Fitting Strategies¶

pytc implements a variety of fitting strategies:

BayesianFitter uses Markov-Chain Monte Carlo to estimate posterior probability distributions for all fit parameters. (Recommended)
BootstrapFitter samples from uncertainty in each heat and then fits the model to pseudoreplicates using unweighted least-squares regression.
MLFitter fits the model to the data using least-squares regression weighted by the uncertainty in each heat. (Default)

These are implemented as subclasses of the pytc.fitters.Fitter. base class.

Bayesian¶

pytc.fitters.BayesianFitter.

Uses Markov-Chain Monte Carlo (MCMC) to sample from the posterior probability distributions of fit parameters. pytc uses the package emcee to do the sampling. The log likelihood function is:

\[ln(L) = -0.5 \sum_{i=0}^{i < N} \Big [ \frac{(q_{obs,i} - q_{calc,i}(\vec{\theta}))^{2}}{\sigma_{i}^{2}} + ln(\sigma_{i}^{2}) \Big ]\]

where \(q_{obs,i}\) is an observed heat for a shot, \(q_{calc,i}\) is the heat calculated for that shot by the model, and \(\sigma_{i}\) is the experimental uncertainty on that heat.
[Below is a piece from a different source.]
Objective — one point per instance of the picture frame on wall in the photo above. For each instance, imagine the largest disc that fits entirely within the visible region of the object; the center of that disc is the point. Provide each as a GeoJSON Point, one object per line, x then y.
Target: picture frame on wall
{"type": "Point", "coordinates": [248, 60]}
The prior distribution is uniform within the specified parameter bounds. If any parameter is outside of its bounds, the prior is \(-\infty\). Otherwise, the prior is 0.0 (uniform).

The posterior probability is given by the sum of the log prior and log likelihood functions.

\[ln(P) = ln(L) + ln(prior)\]

Parameter estimates¶

Parameter estimates are the means of posterior probability distributions.

Parameter uncertainty¶

Parameter uncertainties are estimated by numerically integrating the posterior probability distributions.

Options¶

num_walkers: number of MCMC walkers
initial_walker_spread: how much to spread out the inital walkers
ml_guess: whether or not to start the sampler from the ML guess
num_steps: number of steps each walker should take
burn_in: fraction of initial samples to discard from the sampler
num_threads: number of threads to use (not yet implemented)

Bootstrap¶

pytc.fitters.BootstrapFitter.

Samples from experimental uncertainty in each heat and then peforms unweighted least-squares regression on each pseudoreplicate using scipy.optimize.least_squares. The residuals function is:

\[\vec{r} = \vec{q}_{obs} - \vec{q}_{calc}(\vec{\theta})\]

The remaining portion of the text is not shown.